I promised myself to be a good boy and wandered off to my room.  The other three chaps were there, two were fiddling about with their clothes while the third was stretched out on his bed with a magazine over his face.  I noticed that my bags had been removed from the bed and placed on the floor.  The clothes from the table had been replaced on my bed.  This time I just grabbed them and threw them onto the table.  I then lifted my bags and dumped them on my bed.   At a rough glance I estimated that the two chaps fiddling with their clothes were geeks, how I always ended up with the geeks I don’t know.  The one stretched out on the bed didn’t move.
“I suggest you lift my clothes off the floor and put them back where you found them,” said the fellow on the bed, still with the magazine over his face.
It was so obvious from the look on the face of the two geeks that this was the daddy.  Well; he had probably told them that he was the daddy.  I could smell a bully from fifty paces, but unlike the geeks, I wouldn’t stand for them.
“As the senior man in this room you should always ask me before you touch anything,” he said.  I wondered what comic book he had been reading to maintain such an attitude, for this was the armed forces and school was out.  It was his birthday, or something, for there were all sorts of cards around his bed and over his locker.  One long string of cards hung above his bed like a sort of mobile you would find above a child’s cot.  I went over and was impressed that the fellow hadn’t moved.  He must have heard my footsteps come across the room but yet he still lay there.
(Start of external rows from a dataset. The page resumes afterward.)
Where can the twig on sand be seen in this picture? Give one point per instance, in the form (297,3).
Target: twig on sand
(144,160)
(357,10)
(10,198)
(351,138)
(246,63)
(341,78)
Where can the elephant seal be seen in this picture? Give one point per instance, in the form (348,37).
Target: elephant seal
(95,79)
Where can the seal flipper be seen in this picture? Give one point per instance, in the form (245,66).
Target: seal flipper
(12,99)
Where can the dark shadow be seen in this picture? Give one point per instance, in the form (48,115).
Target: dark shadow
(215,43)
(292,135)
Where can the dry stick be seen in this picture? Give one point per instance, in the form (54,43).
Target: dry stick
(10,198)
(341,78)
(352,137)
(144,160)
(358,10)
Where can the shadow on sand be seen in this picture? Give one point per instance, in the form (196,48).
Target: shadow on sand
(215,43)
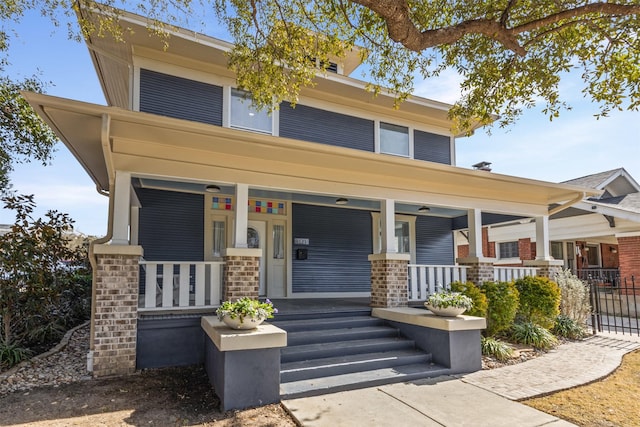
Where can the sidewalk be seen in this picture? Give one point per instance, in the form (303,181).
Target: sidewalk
(483,398)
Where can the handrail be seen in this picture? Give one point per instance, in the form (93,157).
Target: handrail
(180,284)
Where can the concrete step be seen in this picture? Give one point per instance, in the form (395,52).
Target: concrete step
(331,366)
(342,334)
(308,314)
(355,380)
(317,323)
(338,348)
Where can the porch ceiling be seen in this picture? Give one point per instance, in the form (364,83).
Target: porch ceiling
(154,146)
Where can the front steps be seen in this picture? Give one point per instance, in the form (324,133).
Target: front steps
(329,352)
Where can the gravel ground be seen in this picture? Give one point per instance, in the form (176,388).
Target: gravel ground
(64,364)
(67,363)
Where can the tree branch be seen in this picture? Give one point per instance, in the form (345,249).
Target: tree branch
(402,29)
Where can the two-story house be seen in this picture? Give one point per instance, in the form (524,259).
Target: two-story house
(210,199)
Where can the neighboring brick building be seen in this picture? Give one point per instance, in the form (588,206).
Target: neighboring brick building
(598,233)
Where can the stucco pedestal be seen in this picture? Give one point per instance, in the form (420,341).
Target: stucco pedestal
(243,365)
(453,342)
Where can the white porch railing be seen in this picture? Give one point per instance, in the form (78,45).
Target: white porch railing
(507,274)
(180,284)
(427,279)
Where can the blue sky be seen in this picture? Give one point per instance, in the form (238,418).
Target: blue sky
(573,145)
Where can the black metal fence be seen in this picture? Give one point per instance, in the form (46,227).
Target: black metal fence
(615,305)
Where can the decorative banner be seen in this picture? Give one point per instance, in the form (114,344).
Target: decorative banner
(222,203)
(266,206)
(258,206)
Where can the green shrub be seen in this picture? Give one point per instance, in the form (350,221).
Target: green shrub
(568,328)
(539,300)
(531,334)
(496,348)
(11,354)
(475,293)
(502,298)
(574,297)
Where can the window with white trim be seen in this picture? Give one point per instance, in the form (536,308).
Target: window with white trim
(557,250)
(244,115)
(509,250)
(405,234)
(394,140)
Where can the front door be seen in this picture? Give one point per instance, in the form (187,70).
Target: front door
(257,239)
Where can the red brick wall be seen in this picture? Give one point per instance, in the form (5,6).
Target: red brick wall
(609,258)
(629,257)
(524,249)
(389,280)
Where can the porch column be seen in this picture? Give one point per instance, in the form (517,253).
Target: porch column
(480,269)
(629,257)
(388,225)
(242,264)
(389,269)
(115,310)
(121,208)
(543,247)
(474,219)
(544,262)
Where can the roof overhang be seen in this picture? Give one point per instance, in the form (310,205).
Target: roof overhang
(114,61)
(105,139)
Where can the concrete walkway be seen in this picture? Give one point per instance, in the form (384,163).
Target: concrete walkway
(484,398)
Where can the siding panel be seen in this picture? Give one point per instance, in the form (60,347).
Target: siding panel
(326,127)
(434,240)
(431,147)
(340,242)
(171,225)
(180,98)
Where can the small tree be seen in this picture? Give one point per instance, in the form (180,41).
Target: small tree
(37,269)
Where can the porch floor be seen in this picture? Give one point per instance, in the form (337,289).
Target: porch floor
(320,305)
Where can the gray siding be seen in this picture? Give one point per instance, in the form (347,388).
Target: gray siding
(326,127)
(171,225)
(434,240)
(169,342)
(339,245)
(431,147)
(180,98)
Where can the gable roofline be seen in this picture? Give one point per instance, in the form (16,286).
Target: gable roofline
(114,63)
(601,179)
(143,140)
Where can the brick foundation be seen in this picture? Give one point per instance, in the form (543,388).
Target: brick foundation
(115,311)
(629,257)
(241,274)
(389,280)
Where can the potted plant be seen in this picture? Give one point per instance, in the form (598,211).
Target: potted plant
(448,303)
(245,313)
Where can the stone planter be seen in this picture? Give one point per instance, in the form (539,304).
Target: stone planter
(446,311)
(246,323)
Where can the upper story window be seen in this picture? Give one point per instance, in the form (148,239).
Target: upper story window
(509,250)
(244,115)
(394,140)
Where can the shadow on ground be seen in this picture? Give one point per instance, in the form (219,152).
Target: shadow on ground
(160,397)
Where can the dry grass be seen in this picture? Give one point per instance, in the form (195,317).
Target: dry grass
(612,401)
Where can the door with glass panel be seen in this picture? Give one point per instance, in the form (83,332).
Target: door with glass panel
(277,260)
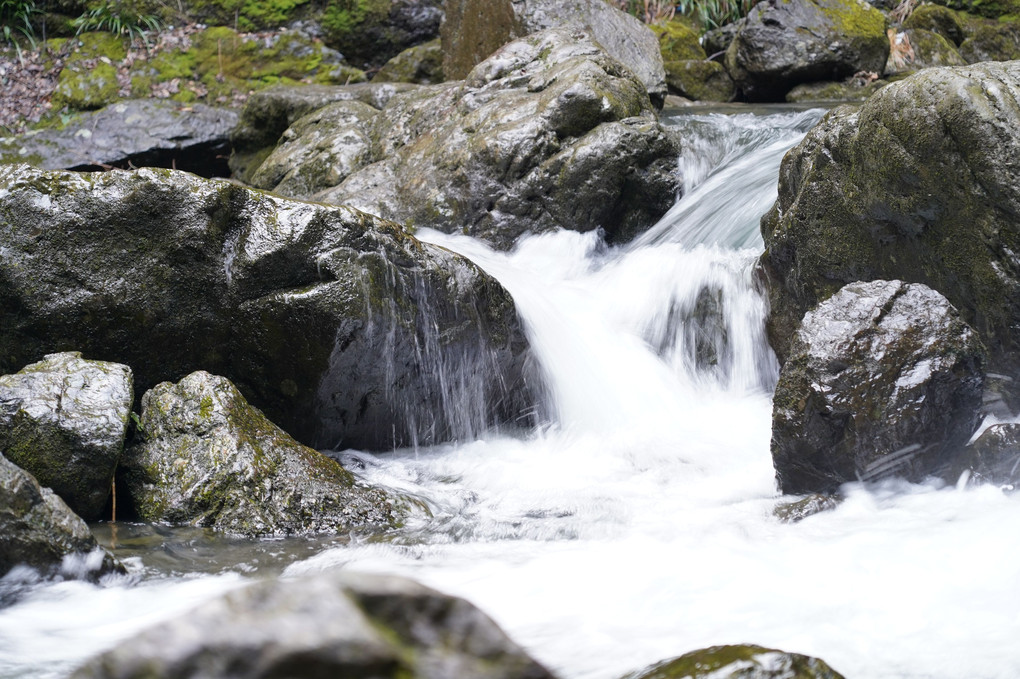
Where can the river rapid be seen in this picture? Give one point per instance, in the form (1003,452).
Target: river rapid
(635,523)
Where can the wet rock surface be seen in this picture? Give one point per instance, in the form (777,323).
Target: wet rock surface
(919,185)
(883,379)
(40,531)
(548,133)
(473,30)
(783,44)
(206,458)
(339,624)
(340,326)
(136,133)
(740,662)
(64,420)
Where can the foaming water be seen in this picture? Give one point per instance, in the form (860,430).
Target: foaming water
(635,523)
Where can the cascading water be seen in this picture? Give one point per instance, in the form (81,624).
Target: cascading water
(635,523)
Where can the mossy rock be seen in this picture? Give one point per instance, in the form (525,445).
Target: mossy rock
(852,90)
(736,662)
(986,8)
(937,18)
(700,81)
(421,64)
(86,88)
(991,41)
(678,42)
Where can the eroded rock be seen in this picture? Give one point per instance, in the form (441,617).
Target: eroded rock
(883,379)
(64,420)
(341,624)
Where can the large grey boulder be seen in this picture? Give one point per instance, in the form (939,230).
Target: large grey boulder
(40,531)
(738,662)
(64,420)
(340,624)
(342,327)
(883,379)
(784,44)
(549,133)
(473,30)
(143,133)
(920,184)
(206,458)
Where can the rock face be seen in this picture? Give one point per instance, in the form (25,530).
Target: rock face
(343,328)
(993,458)
(783,44)
(143,133)
(472,30)
(38,529)
(883,379)
(207,458)
(337,625)
(740,662)
(548,133)
(920,185)
(64,420)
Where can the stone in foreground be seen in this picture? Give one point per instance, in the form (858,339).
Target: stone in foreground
(336,625)
(39,530)
(884,379)
(209,459)
(740,662)
(64,420)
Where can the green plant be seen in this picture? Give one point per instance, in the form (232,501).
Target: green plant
(714,13)
(119,20)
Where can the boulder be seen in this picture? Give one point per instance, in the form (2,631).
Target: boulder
(269,112)
(920,184)
(883,379)
(40,531)
(64,420)
(992,458)
(743,662)
(700,81)
(369,33)
(340,624)
(938,19)
(473,30)
(422,64)
(340,326)
(143,133)
(206,458)
(549,133)
(914,49)
(783,44)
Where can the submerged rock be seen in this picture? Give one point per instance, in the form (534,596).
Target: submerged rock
(340,326)
(207,458)
(993,458)
(783,44)
(64,420)
(548,133)
(143,133)
(341,624)
(920,184)
(473,30)
(39,530)
(883,379)
(740,662)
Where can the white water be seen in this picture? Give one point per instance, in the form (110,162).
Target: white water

I took out my cigarette lighter and lit the bottom card, on the string, hanging from the ceiling. 
“Don’t ever talk to me like that again,” I said, as I walked away.
 I couldn’t believe that the guy still lay there, but one of the geeks warned him that he should move before the blazing cards tumbled down on him and set him on fire. 
With the warning issued he moved the magazine, saw what was happening, and leapt off his bed.  Like the duty bore in air traffic he immediately reverted to a six year old and having extinguished the fire, ran out of the room to tell someone.
With him gone the two geeks came over and offered me their hands.  I can’t remember their names, but they did seem to be relieved that the tyrant would appear to have been disposed.  I had unbuttoned my jacket and was taking garments from my kit bags and hanging them up in my wardrobe.   The two geeks were filling me on on the standard social life at Cranwell as in when the cinema was open, where the television rooms were, when the disco were held and the best and worst places to avoid and attend.
Although I was exuding a cool exterior I was quite worried in case the senior man would actually try to get me into trouble.  My first full day at Cranwell was almost over and I had escaped numerous major bollockings by the skin of my teeth.  My senior man came back in and luckily for me he hadn’t sought out a senior rank to mediate, he had brought his friend along.  The friend was not a qualified mediator he was tall.
They came into the centre of the room and it was so obvious that they were intent on having a confrontation.  I reached into my bag and pulled out another garment.  It was my turn now to be nonchalant.  The tall friend stepped forward, and then stopped.
“Is that a mountain rescue badge?”  he asked, pointing at my sleeve.
I nodded.

“Sorry mate,” he said, holding both hands up.  “I thought he said you were somebody else.” at which he left the room.  The senior man didn’t know what to do.  I thanked my lucky starts that nothing had happened, for if I had been involved in another incident that day I don’t think I could have handled it, never mind Cranwell.